No máximo, a disputa parlamentar serve de indicativo sobre a
força e a influência do Executivo no Congresso. Ainda assim, isso só ocorre de
maneira acentuada quando há oponentes de identificação governo/oposição
marcadamente diferentes. Quando o deputado Arlindo
Chinaglia perdeu para Eduardo Cunha,
em 2015, o resultado sinalizou a situação precária da então presidente Dilma, que insistiu num candidato do PT
e no ano seguinte sofreria impeachment. Nada parecido ocorre agora, quando não
há diferenças radicais entre os principais adversários que, aliás, fazem
discursos relativamente amenos entre si.
Ricardo Noblat relembra
que, na eleição para a presidência da Câmara em 2019, a vitória de Rodrigo Maia eram favas contadas, mas na
do Senado houve de tudo. Davi Alcolumbre
sentou-se na cadeira de presidente e conduziu a própria eleição. Ao final, 82
votos foram depositados nas urnas — vale lembrar que o Senado é composto por 81
parlamentares. Este ano, um grupo expressivo de deputados que votarão em Arthur Lira, o candidato de Bolsonaro e do Centrão, cogitam de fotografar o próprio voto para. Estão sendo
incentivados a isso pelo governo, em parte para desmoralizar de vez o voto
secreto, mas também porque o governo teme traições e não quer pagar o que
prometeu a quem o traiu. Portanto, voltamos aos tempos da Velha República, onde
as eleições eram fraudadas.
“O cenário
pré-eleitoral pode até servir como arma na batalha de comunicação com a opinião
pública, mas não reflete o quadro real da cena de 2022”, diz Dora, para quem “o desenho será definido ao longo dos próximos meses e depende mais do
desempenho de Bolsonaro que dos presidentes da Câmara e do Senado, independentemente
de quem sejam”. Tomara que ela esteja certa.
Dora pondera
ainda que governar requer prática, discernimento, experiência e habilidade, e
que escolher um governante com boa chance de acertar tampouco é tarefa fácil, donde
o ideal seria que o eleitorado exigisse de si o mesmo e mais
um pouco, tendo o preparo da pessoa escolhida como fator determinante numa
eleição.
Observação: É
exatamente isso que venho dizendo desde sempre, ao atribuir a culpa por nossas
mazelas às péssimas escolhas feitas pelo “esclarecidíssimo
eleitorado tupiniquim nas últimas três décadas e meia de “redemocratização”.

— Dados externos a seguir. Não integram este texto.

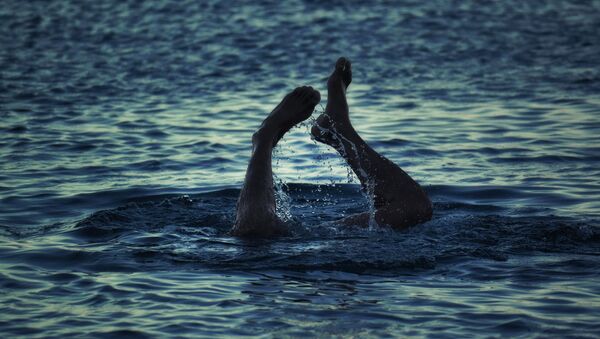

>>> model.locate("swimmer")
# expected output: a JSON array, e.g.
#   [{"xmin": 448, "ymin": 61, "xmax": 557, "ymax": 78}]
[{"xmin": 230, "ymin": 58, "xmax": 432, "ymax": 237}]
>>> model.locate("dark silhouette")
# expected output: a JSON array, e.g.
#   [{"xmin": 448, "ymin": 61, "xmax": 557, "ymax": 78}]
[{"xmin": 231, "ymin": 58, "xmax": 432, "ymax": 237}]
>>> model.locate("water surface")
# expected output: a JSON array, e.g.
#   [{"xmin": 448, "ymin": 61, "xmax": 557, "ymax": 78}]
[{"xmin": 0, "ymin": 0, "xmax": 600, "ymax": 337}]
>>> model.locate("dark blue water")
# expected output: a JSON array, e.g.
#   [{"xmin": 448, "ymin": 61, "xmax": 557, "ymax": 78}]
[{"xmin": 0, "ymin": 0, "xmax": 600, "ymax": 338}]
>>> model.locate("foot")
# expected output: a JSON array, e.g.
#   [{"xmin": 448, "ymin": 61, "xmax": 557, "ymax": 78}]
[
  {"xmin": 252, "ymin": 86, "xmax": 321, "ymax": 147},
  {"xmin": 311, "ymin": 57, "xmax": 352, "ymax": 147}
]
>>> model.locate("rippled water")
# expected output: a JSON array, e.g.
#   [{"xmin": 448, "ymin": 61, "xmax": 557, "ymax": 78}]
[{"xmin": 0, "ymin": 0, "xmax": 600, "ymax": 337}]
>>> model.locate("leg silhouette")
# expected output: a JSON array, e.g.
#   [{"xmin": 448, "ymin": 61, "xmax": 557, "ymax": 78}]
[
  {"xmin": 230, "ymin": 87, "xmax": 321, "ymax": 237},
  {"xmin": 311, "ymin": 58, "xmax": 432, "ymax": 228}
]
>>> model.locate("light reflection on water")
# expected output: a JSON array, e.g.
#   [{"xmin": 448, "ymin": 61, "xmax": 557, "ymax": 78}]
[{"xmin": 0, "ymin": 0, "xmax": 600, "ymax": 337}]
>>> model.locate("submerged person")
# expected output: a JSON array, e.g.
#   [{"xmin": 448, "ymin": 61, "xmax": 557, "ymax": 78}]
[{"xmin": 230, "ymin": 58, "xmax": 432, "ymax": 237}]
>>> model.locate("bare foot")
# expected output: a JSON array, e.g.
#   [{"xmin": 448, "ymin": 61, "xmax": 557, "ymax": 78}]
[
  {"xmin": 252, "ymin": 86, "xmax": 321, "ymax": 147},
  {"xmin": 311, "ymin": 57, "xmax": 352, "ymax": 147}
]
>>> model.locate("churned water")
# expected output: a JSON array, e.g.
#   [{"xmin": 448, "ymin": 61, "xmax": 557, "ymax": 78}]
[{"xmin": 0, "ymin": 0, "xmax": 600, "ymax": 338}]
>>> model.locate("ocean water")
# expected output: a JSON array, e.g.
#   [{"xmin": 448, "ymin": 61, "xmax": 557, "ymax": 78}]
[{"xmin": 0, "ymin": 0, "xmax": 600, "ymax": 338}]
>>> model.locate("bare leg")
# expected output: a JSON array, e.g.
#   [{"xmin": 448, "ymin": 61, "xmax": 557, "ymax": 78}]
[
  {"xmin": 230, "ymin": 87, "xmax": 321, "ymax": 237},
  {"xmin": 311, "ymin": 58, "xmax": 432, "ymax": 228}
]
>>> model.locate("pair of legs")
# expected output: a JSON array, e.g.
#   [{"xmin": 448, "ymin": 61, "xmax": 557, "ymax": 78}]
[{"xmin": 231, "ymin": 58, "xmax": 432, "ymax": 237}]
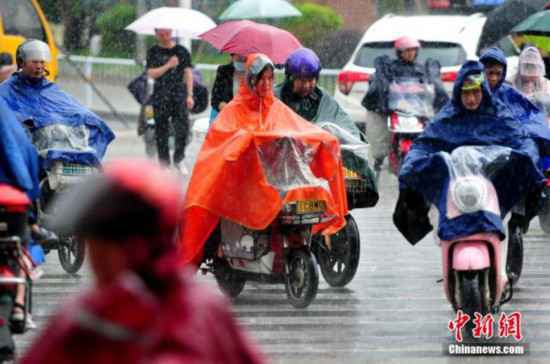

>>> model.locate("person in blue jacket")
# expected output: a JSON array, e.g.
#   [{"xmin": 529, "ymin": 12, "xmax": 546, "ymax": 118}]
[
  {"xmin": 479, "ymin": 47, "xmax": 550, "ymax": 154},
  {"xmin": 394, "ymin": 61, "xmax": 550, "ymax": 244},
  {"xmin": 479, "ymin": 47, "xmax": 550, "ymax": 232},
  {"xmin": 0, "ymin": 39, "xmax": 114, "ymax": 165}
]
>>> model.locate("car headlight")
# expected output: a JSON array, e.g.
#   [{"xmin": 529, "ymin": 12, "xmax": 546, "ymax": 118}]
[
  {"xmin": 452, "ymin": 178, "xmax": 487, "ymax": 214},
  {"xmin": 399, "ymin": 116, "xmax": 422, "ymax": 130}
]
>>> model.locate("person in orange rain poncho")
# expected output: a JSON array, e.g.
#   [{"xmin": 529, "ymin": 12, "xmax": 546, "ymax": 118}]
[{"xmin": 180, "ymin": 54, "xmax": 348, "ymax": 266}]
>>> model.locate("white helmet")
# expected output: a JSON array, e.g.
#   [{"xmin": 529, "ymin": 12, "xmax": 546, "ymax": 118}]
[{"xmin": 15, "ymin": 39, "xmax": 52, "ymax": 67}]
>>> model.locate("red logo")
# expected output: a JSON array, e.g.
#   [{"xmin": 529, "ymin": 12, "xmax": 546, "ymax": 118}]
[
  {"xmin": 449, "ymin": 310, "xmax": 470, "ymax": 343},
  {"xmin": 498, "ymin": 312, "xmax": 523, "ymax": 341},
  {"xmin": 448, "ymin": 310, "xmax": 523, "ymax": 343},
  {"xmin": 472, "ymin": 312, "xmax": 495, "ymax": 339}
]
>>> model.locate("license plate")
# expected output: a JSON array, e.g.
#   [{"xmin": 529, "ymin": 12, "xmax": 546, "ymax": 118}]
[
  {"xmin": 344, "ymin": 167, "xmax": 361, "ymax": 179},
  {"xmin": 296, "ymin": 200, "xmax": 327, "ymax": 214},
  {"xmin": 62, "ymin": 164, "xmax": 92, "ymax": 176}
]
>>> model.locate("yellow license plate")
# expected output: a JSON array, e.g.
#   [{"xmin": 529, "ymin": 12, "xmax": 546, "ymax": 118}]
[
  {"xmin": 344, "ymin": 167, "xmax": 361, "ymax": 179},
  {"xmin": 296, "ymin": 200, "xmax": 327, "ymax": 214}
]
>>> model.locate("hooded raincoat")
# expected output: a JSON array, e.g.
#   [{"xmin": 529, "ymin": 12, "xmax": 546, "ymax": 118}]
[
  {"xmin": 0, "ymin": 72, "xmax": 115, "ymax": 167},
  {"xmin": 181, "ymin": 55, "xmax": 348, "ymax": 265},
  {"xmin": 393, "ymin": 61, "xmax": 543, "ymax": 244},
  {"xmin": 0, "ymin": 98, "xmax": 40, "ymax": 200},
  {"xmin": 513, "ymin": 47, "xmax": 550, "ymax": 102}
]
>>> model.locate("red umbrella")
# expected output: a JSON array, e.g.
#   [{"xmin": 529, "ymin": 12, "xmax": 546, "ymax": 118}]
[{"xmin": 199, "ymin": 20, "xmax": 302, "ymax": 64}]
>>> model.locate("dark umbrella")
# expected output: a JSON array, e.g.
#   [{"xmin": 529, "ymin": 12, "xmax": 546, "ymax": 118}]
[{"xmin": 478, "ymin": 0, "xmax": 548, "ymax": 51}]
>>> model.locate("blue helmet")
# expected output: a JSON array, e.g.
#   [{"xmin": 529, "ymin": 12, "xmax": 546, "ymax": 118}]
[{"xmin": 285, "ymin": 48, "xmax": 321, "ymax": 78}]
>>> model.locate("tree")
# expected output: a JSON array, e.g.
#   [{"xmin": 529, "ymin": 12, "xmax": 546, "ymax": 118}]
[{"xmin": 280, "ymin": 3, "xmax": 343, "ymax": 48}]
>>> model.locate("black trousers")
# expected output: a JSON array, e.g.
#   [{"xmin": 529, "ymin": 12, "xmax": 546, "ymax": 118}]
[
  {"xmin": 0, "ymin": 292, "xmax": 15, "ymax": 362},
  {"xmin": 153, "ymin": 98, "xmax": 190, "ymax": 165}
]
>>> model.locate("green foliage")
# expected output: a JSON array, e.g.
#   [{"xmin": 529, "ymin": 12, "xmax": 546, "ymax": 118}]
[
  {"xmin": 38, "ymin": 0, "xmax": 61, "ymax": 23},
  {"xmin": 96, "ymin": 4, "xmax": 137, "ymax": 58},
  {"xmin": 280, "ymin": 3, "xmax": 343, "ymax": 48}
]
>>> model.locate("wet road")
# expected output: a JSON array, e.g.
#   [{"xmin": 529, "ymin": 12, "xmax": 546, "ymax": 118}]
[{"xmin": 17, "ymin": 124, "xmax": 550, "ymax": 363}]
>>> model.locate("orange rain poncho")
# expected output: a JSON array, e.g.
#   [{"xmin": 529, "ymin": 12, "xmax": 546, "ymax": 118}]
[{"xmin": 181, "ymin": 54, "xmax": 348, "ymax": 265}]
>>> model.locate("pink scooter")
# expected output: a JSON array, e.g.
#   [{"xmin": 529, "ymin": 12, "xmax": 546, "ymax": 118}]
[{"xmin": 440, "ymin": 149, "xmax": 512, "ymax": 317}]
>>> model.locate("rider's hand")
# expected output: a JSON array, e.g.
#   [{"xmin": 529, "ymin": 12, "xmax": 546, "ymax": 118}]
[
  {"xmin": 166, "ymin": 56, "xmax": 180, "ymax": 68},
  {"xmin": 185, "ymin": 96, "xmax": 195, "ymax": 110}
]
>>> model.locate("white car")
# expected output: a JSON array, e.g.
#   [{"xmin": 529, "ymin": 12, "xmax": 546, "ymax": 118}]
[{"xmin": 334, "ymin": 14, "xmax": 486, "ymax": 124}]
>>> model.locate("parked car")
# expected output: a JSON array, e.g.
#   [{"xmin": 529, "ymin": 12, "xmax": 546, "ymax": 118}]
[{"xmin": 335, "ymin": 14, "xmax": 486, "ymax": 126}]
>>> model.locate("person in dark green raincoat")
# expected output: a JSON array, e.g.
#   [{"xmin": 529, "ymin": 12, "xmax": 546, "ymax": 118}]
[{"xmin": 275, "ymin": 48, "xmax": 360, "ymax": 138}]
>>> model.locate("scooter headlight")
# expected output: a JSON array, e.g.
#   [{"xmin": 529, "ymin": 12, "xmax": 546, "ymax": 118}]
[{"xmin": 452, "ymin": 178, "xmax": 487, "ymax": 214}]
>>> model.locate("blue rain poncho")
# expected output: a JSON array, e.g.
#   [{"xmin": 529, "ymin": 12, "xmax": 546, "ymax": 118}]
[
  {"xmin": 0, "ymin": 73, "xmax": 114, "ymax": 168},
  {"xmin": 0, "ymin": 98, "xmax": 40, "ymax": 200},
  {"xmin": 394, "ymin": 61, "xmax": 550, "ymax": 244}
]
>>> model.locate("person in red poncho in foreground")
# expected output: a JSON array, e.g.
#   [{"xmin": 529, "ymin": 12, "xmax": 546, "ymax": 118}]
[
  {"xmin": 21, "ymin": 161, "xmax": 263, "ymax": 364},
  {"xmin": 180, "ymin": 54, "xmax": 348, "ymax": 267}
]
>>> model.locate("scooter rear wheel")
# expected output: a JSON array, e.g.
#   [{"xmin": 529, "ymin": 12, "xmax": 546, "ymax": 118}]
[
  {"xmin": 461, "ymin": 271, "xmax": 486, "ymax": 319},
  {"xmin": 317, "ymin": 215, "xmax": 361, "ymax": 287},
  {"xmin": 214, "ymin": 258, "xmax": 246, "ymax": 298},
  {"xmin": 57, "ymin": 236, "xmax": 86, "ymax": 274},
  {"xmin": 285, "ymin": 249, "xmax": 319, "ymax": 308}
]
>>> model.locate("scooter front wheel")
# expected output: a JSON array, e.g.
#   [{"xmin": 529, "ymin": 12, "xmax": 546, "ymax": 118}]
[
  {"xmin": 285, "ymin": 249, "xmax": 319, "ymax": 308},
  {"xmin": 317, "ymin": 215, "xmax": 361, "ymax": 287},
  {"xmin": 214, "ymin": 258, "xmax": 246, "ymax": 298},
  {"xmin": 57, "ymin": 236, "xmax": 86, "ymax": 274}
]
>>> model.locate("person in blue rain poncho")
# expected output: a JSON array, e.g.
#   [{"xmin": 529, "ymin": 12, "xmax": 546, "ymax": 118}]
[
  {"xmin": 479, "ymin": 47, "xmax": 550, "ymax": 232},
  {"xmin": 0, "ymin": 99, "xmax": 40, "ymax": 201},
  {"xmin": 0, "ymin": 40, "xmax": 114, "ymax": 168},
  {"xmin": 479, "ymin": 47, "xmax": 550, "ymax": 154},
  {"xmin": 393, "ymin": 61, "xmax": 550, "ymax": 244}
]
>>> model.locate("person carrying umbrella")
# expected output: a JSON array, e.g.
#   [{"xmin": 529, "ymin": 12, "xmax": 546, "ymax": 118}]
[
  {"xmin": 210, "ymin": 53, "xmax": 246, "ymax": 123},
  {"xmin": 513, "ymin": 46, "xmax": 550, "ymax": 99},
  {"xmin": 361, "ymin": 36, "xmax": 449, "ymax": 178},
  {"xmin": 275, "ymin": 48, "xmax": 360, "ymax": 138},
  {"xmin": 479, "ymin": 47, "xmax": 550, "ymax": 231},
  {"xmin": 146, "ymin": 28, "xmax": 194, "ymax": 174}
]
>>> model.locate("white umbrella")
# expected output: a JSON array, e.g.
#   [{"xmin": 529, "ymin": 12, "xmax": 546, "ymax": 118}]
[{"xmin": 125, "ymin": 7, "xmax": 216, "ymax": 37}]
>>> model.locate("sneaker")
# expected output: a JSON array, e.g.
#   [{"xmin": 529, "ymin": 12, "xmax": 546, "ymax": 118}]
[
  {"xmin": 25, "ymin": 312, "xmax": 37, "ymax": 330},
  {"xmin": 31, "ymin": 267, "xmax": 44, "ymax": 281}
]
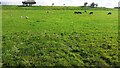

Com exceção de FHC, eleito duas
vezes no primeiro turno com base na questão objetiva de gestão, tudo o mais
foram escolhas referidas em presunções não raro enganosas que, no confronto com
a realidade, mais adiante geraram decepções.
Em 1989 havia 22 opções, alguma boas, outras certamente bem
melhores que o aludido caçador de marajás. Em 2002 deixou-se de lado a
continuidade de FH representada por
homem (José Serra) de inequívoco
preparo em nome da ideia de que o desculturado exótico com nome de molusco
seria, afinal, a redenção dos pobres e a salvação do país.
Seguimos na mesma toada nas outras eleições, levando à
Presidência a “mulher do Lula”, de
novo em detrimento de José Serra,
que já havia dado inúmeras demonstrações de competência no ramo de governo, mas
era “muito antipático” para nossos
padrões de camaradagem. Até que chegamos a Bolsonaro,
cujas credenciais serviam no máximo para lhe assegurar lugar no panteão das
figuras folclóricas, mas sem atuação consistente em 27 anos de vida no
Congresso com destaque meramente caricato.
Diante de tal jornada de escolhas guiadas pelo
impressionismo de ocasião, não é de estranhar que o Brasil tenha destronado
pela via constitucional dois presidentes e já esteja pensando em impedir um
terceiro, no espaço de menos de trinta anos. Isso fala dos mandatários, mas
fala, sobretudo, dos respectivos eleitorados.
Na avaliação do ex-senador, ex-ministro e ex-governador Cristóvão Buarque, precisamos mais que
nunca de um presidente capaz de inspirar
coesão no presente e rumo para o futuro. Nossa tarefa imediata é impedir a continuação do atual quadro de
divisão sectária, negação da realidade, incompetência gerencial e falta de foco
no longo prazo.
Em 1985, consciente da responsabilidade de impedir a
continuação do regime militar, os democratas se uniram, desde os mais
progressistas aos mais conservadores, com exceção do PT, que preferiu não votar em Tancredo
Neves. A união permitiu cinco anos de democracia, com sucessivas eleições
para escolher rumos conforme a proposta de cada candidato. Por nossos erros,
nossas divisões, por prioridades e comportamentos equivocados, deixamos que forças autoritárias e retrógradas voltassem
ao poder com o voto dos eleitores. Corremos o risco desta interrupção de
nossa marcha ao futuro continuar, reeleita pelo eleitor. Para eleger um presidente que nos conduza ao futuro é preciso primeiro
impedir um presidente que só vê o passado e destrói o presente construído nos
últimos 35 anos de democracia.
Os candidatos naturais em 1985, grandes líderes, entenderam do
que a história precisava e adiaram suas candidaturas para 1989, dentro do marco
democrático. Fizeram unidade e garantiram transição. Nossa tarefa imediata,
portanto, é impedir a continuação do retrocesso elegendo um presidente que
permita retomar o debate democrático com bom senso, respeito à verdade e ao
contraditório. Para enfrentar o atual, é
preciso haver união em torno um candidato único, com baixa rejeição entre os
eleitores, que deixe seus projetos, metas e interesses pessoais para a eleição
seguinte. Alguém que seja capaz de manter os acertos da democracia, que atraia
o eleitorado e que se comprometa a disputar um único mandato. Se os demais
postulantes não adiarem suas disputas para 2026, assumirão o risco de ver 2022
repetir 2018.
A glória parlamentar vive de discurso. Churchill é mais citado pelos seus grandes discursos e pelos
rápidos e irônicos apartes. Como ao concitar a resistência: “Não tenho nada a oferecer senão sangue, suor e lágrimas.”
E Kennedy, pelo seu chamamento: “Não perguntem o que seu país pode fazer por
você, perguntem-se o que vocês podem fazer pelo seu país.” Ou a resposta de
Churchill a Lady Braddock, que disse: “O
senhor está bêbado.” E ele: “E a
senhora é muito feia. A diferença é que amanhã eu estarei sóbrio.”
Carlos Lacerda
também era um raio e destruía num aparte. Certa vez, uma deputada aparteou-o: “O senhor é
um purgante.”
Ele respondeu: “E a senhora, o efeito.” O plenário do Tiradentes quase vai abaixo de tanto
riso… Hoje, infelizmente, nem humor existe mais.